Disused east Sydney block to be transformed into architectural beauty

Disused east Sydney block to be transformed into architectural beauty

In addition to the main building, the architects also reimagined Palmer Street as a pedestrian boulevard leading to a new public square.

The judges awarded second prize to a more “vernacular” entry by Winston Grant-Preece which they said had the most Sydney flavor to it, and praised designs by UK-based ADAM Architecture and US practice Historical Concepts.

Cities Minister Rob Stokes presented Premier Dominic Perrottet’s pick of the bunch at the launch on Tuesday night, designed by local firm Hector Abrahams Architects. He also praised a youth entry by high school students John Paul Foong and Joseph Foong.

Stokes lamented that Sydney was chosen as the set for the 1999 film The Matrix because the CBD skyline was so generic and bland. “We want places that are not vanilla, but in the direction of a vernacular,” he said.

“When we look at Sydney, we [want to] see a reflection of ourselves, not of New York, not of London, not of Paris, not of Berlin, not of Shanghai.”

The government did not request, approve or oversee the competition, and there is no suggestion that any of the designs will ever see the light of day.

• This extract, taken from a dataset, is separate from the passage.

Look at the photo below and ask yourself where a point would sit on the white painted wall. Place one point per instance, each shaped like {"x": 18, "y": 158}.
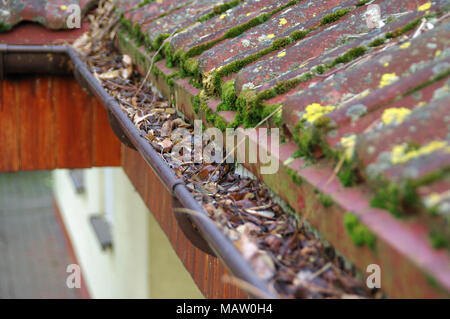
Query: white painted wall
{"x": 142, "y": 263}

When the Herald asked Transport for NSW about the Woolloomooloo “ghost block” for a story in 2021, it said the land was no longer needed for operational purposes and its future use would be reviewed.

Professor of Architecture Richard Economakis said this entry from Winston Grant-Preece was the “most Sydney” of all the ideas.

Main, the founder of Street Level Australia, said the aim of the competition was to promote conversation about better ways of building places – particularly better infill redevelopment of existing areas. “Part of the hold-up and the tension is that 99 percent of the time new density is terribly ugly,” We have a political problem because nobody wants the density to be near them,” Main said.

“Imagine if we could take our cues from Paris or cities that actually planned beautiful places on an area level. If we want density to happen, we can’t keep opening the vacuum for this crappy development. We must think of beauty to solve vastness.”

A featured design submitted by UK-based ADAM Architecture.

Main said the goal was not to recreate or imitate historical styles, but to learn from the past. As for successful examples of modern urbanism, she suggests Le Plessis-Robinson in France, Brandevoort in the Netherlands and the UK’s Poundbury – a planned community endorsed and strongly led by King Charles III.

Closer to home, she said Jindee – a young seaside suburb north of Perth – had the makings of a special, successful urban creation.

A featured entry by Atlanta and New York-based architecture firm Historical Concepts, for a grand hotel.

Low-lying, low-lying Woolloomooloo, between the Sydney CBD and Kings Cross, has been ripe for reimagining for decades and has attracted the attention of many architects and urban planners.

Last year the Herald revealed a radical vision for the Domain and Woolloomooloo by Grimshaw Architects, which would transform the Domain car park into a new performing arts precinct with four concert halls and drive the urban renewal of William Street and the surrounding blocks.

Entries in the Sydney is Beautiful competition are on public display at Glebe Town Hall from 9am to 12pm on Wednesday.